図23は、COVA803およびCOVA804の経時平均血清濃度プロットを示す。
IL6RまたはIL−17A ELISAのいずれかにより決定されるように、平均血清濃度+/−標準偏差(STDEV)は、COVA803およびCOVA804とコンパレータとしてのトシリズマブ(IL−6R ELISA)について示す。
図24は、COVA805およびCOVA806の経時平均血清濃度プロットを示す。
IL6RまたはIL−17A ELISAのいずれかにより決定されるように、平均血清濃度+/−標準偏差(STDEV)は、COVA805およびCOVA806とコンパレータとしてのトシリズマブ(IL−6R ELISA)について示す。
図25は、COVA807およびCOVA808の経時平均血清濃度プロットを示す。
IL6RまたはIL−17A ELISAのいずれかにより決定されるように、平均血清濃度+/−標準偏差(STDEV)は、COVA807およびCOVA808とコンパレータとしてのトシリズマブ(IL−6R ELISA)について示す。
実施例15
カニクイザルにおける薬物動態試験
投与、採血
COVA801、COVA802、COVA803、COVA804、COVA806、COVA808で示されるFynomAbおよびトシリズマブの薬物動態特性の決定を、単回の静脈内注射後の異なる時間点で採取した、カニクイザル血清中のELISAによる濃度測定により行った。オスおよびメスのサルに、個々の重量に基づいて、5mg/kg用量を静脈内注射した。各群は4匹のサルで構成された。静脈内注射後5分、30分、2時間、6時間、24時間、3日、4日、5日、7日、10日、13日、17日、22日および27日に採血した。血液を任意の抗凝固剤を含まないチューブに集め、血清を10,000rpmで1−2分間遠心することにより調製した。血清を分析まで−80℃にて貯蔵した。
IL−6RおよびIL−17A ELISA
試験FynomAbおよびトシリズマブの血清濃度を、マウスPK試験について上記のものと同じプロトコルにしたがってELISAにより決定した。
データ分析
各サルの血清濃度を標準曲線および4パラメーターフィット分析(X値対数、Y値線形)を用いて計算した。各時間点およびサルについて、デュプリケートの平均血清濃度(nM)に対応する希釈率を掛けて、ug/ml濃度に変換した。STDEVおよび%CVを、各時間点および3つの希釈率について計算した。最低%CVおよび標準曲線の直線部分を示す最高値の1つの値を、各時間点の値として選択した。これらの値を薬物動態パラメーター分析に供した(Phoenix 64, WinNonlin 6.3)。半減期(時間)、曲線下面積(AUC;h*ug/ml)、分布容積(Vz;ml)およびクリアランス(Cl;ml/時)を、非コンパートメントPK分析、モデルタイプ:血漿(200−202)、計算方法:線形台形 線形補間式を用いて計算した。各サルについて標準曲線は、均一な重量計算およびベストフィットラムダZ計算に基づき、回帰に少なくとも3データ点を必要とし、Cmaxは含まれなかった。
結果
各FynomAbおよびトシリズマブの血清濃度および薬物動態パラメーターを、表22−28に示す。IL−6RおよびIL−17A ELISAの両方を、血清濃度およびPKパラメーターを計算するために用いたが、IL−6Rデータのみを本明細書に示す。しかしながら、同様の血清濃度およびPKパラメーターをIL−17A ELISAデータから決定した。したがって、2つの異なるELISA法についての血清濃度対時間曲線は、各FynomAbについて顕著によく似ている(図26−29参照)。このデータは、FynomAbがインビボで安定であり、そのIL−6RおよびIL−17Aの両方に結合する能力が保持されていることを示す。

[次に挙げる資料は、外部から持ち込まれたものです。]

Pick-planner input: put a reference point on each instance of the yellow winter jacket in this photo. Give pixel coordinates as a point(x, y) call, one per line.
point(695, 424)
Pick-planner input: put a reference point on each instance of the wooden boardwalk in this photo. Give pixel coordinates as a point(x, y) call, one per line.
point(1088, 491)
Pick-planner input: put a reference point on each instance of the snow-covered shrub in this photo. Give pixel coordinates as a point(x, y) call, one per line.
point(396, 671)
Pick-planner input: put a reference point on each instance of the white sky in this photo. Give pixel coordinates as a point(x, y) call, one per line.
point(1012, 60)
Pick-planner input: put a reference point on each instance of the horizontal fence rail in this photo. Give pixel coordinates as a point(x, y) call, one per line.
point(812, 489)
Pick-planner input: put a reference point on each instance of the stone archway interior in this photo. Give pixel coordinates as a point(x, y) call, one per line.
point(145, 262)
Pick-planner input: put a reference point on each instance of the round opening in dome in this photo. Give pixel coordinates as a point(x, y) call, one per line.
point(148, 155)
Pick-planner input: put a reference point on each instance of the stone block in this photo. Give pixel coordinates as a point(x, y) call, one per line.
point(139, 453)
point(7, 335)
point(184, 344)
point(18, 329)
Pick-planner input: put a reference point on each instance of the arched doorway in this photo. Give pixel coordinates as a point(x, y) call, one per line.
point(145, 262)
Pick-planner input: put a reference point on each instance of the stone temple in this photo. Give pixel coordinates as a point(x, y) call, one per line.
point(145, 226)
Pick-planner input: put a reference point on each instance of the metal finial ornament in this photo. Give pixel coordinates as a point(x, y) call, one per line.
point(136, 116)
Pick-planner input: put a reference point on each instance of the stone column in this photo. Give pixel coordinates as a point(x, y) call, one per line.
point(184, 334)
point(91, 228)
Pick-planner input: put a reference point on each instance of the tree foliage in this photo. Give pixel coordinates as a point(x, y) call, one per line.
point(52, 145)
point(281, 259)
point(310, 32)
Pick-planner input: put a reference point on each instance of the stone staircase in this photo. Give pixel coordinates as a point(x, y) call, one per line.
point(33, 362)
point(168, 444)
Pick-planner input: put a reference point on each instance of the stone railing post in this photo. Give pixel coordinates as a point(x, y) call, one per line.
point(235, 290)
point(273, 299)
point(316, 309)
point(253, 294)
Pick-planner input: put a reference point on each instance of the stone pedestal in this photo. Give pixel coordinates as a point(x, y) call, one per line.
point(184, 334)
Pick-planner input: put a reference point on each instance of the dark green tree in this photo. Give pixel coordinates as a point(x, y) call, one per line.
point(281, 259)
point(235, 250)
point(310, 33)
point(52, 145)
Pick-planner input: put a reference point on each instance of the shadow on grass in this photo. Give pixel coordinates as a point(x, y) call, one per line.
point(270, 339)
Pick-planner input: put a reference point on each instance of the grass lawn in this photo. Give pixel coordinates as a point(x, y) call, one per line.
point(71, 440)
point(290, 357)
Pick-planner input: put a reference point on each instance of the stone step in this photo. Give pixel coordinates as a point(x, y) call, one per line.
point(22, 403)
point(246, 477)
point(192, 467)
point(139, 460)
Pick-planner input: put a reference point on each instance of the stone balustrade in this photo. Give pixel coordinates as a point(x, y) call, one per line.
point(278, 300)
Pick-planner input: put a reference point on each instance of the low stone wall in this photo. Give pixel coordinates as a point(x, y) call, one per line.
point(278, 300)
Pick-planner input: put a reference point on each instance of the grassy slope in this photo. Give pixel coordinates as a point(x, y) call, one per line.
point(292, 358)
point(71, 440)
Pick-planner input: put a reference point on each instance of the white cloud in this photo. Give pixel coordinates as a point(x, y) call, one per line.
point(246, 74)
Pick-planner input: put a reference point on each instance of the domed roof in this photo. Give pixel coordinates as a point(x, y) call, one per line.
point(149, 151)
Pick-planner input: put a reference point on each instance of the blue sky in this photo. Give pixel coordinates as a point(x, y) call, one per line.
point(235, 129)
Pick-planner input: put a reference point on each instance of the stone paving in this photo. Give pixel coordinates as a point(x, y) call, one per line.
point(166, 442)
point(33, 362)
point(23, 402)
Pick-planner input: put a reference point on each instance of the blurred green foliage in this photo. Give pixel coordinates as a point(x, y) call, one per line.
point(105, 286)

一般に、FynomAbのいずれも循環系から迅速に排出されなかったとして、全てのFynomAbが良好なPKプロファイルを示した。COVA804は、トシリズマブと顕著に類似した最高のAUCを有する最も好ましいPKプロファイルを有することが明らかとなった。
表22A−22B:カニクイザルにおけるトシリズマブの血清濃度およびPKパラメーター。
A)ELISAにより決定された各時間点での血清濃度(IL−6R)を示す。平均値および標準偏差(STDEV)も示される。(B)半減期、分布容積(Vz)、クリアランス(Cl)および曲線下面積(AUC)などの、重要な薬物動態パラメーターのまとめ。パラメーターは、Aに示される血清濃度を用いて計算した。
表23A−23B:カニクイザルにおけるCOVA801の血清濃度およびPKパラメーター。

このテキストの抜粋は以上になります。